Last month, I posted on some of the controversy surrounding Miss Mexico’s choice for her Miss Universe parade of nations gown. As you might recall, some found her gown politically tone-deaf in its depiction of scenes from the Cristero War, crazy in its inclusion of a band of bullets as its main accessory, and simply tiresome in its relative tackiness– especially during a time when various kinds of violences are spiraling out of control across Mexico. Now it seems that her dress has been changed. Since I’m not really into hanged martyrs, but totally into corn, I should take this change as positive, no?
Let’s have a look at Miss Mexico, v. 2!
As you can see, the new dress follows the original form, being cut from the same traditional manta and so on. Gone, however, is the band of bullets, replaced with a black lace shawl. Also gone are the scenes of civil war destruction, now replaced with “landscapes of corn and cactus fields and decorative elements from Indian cultures,” according to the Houston Chronicle.
I must admit that I am a little bit suspicious of this corn. I know: who could be suspicious of such a cute and important grain? (I strongly recommend the animated “what is corn and what’s its story” tour at The Great Corn Adventure!) But I guess that I am suspicious because I find it hard to avoid interpreting the dress change as meaningful– if only because the original was so oversteeped in its attempts at meaningfulness. It seems to me that whoever ultimately made this decision was looking for a way to keep the original message by offering up an “alternative” that is only different on its surface.
One connection between the original dress and this new one is in the way the new dress shifts its scene from a time of conflict to one of prelapsarian innocence. Rather than displaying a moment when the Catholics lost political power, it shows a scene from before when such power became necessary– before there was a nation-state.

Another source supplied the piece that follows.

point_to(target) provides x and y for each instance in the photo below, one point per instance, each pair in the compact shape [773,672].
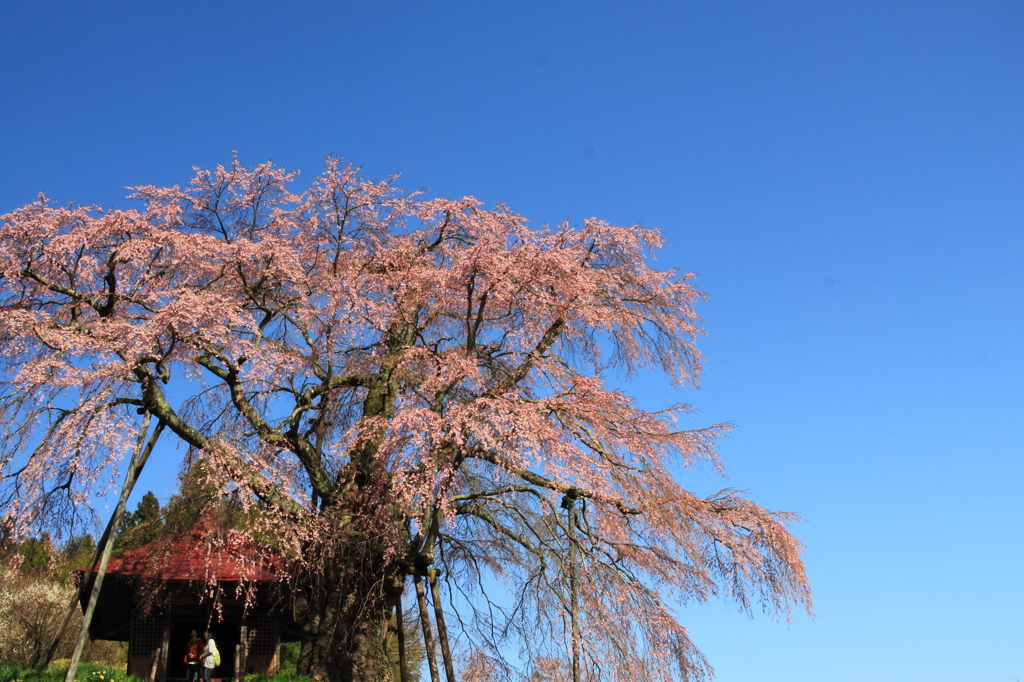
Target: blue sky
[846,179]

And by offering a vision of meso-america before political subjecthood, before the establishment of the Mexican state that the previous dress implicitly critiqued, the dress ultimately skirts (ha!) the issue of its divisive politcs.
The irony, of course, is that immense violence transformed meso-america into the very Mexico represented by the dress. In this sense, the dress indeed fulfills its mission to show the “nation’s culture and history,” but the details, this time, are only revealed in its seams and folds.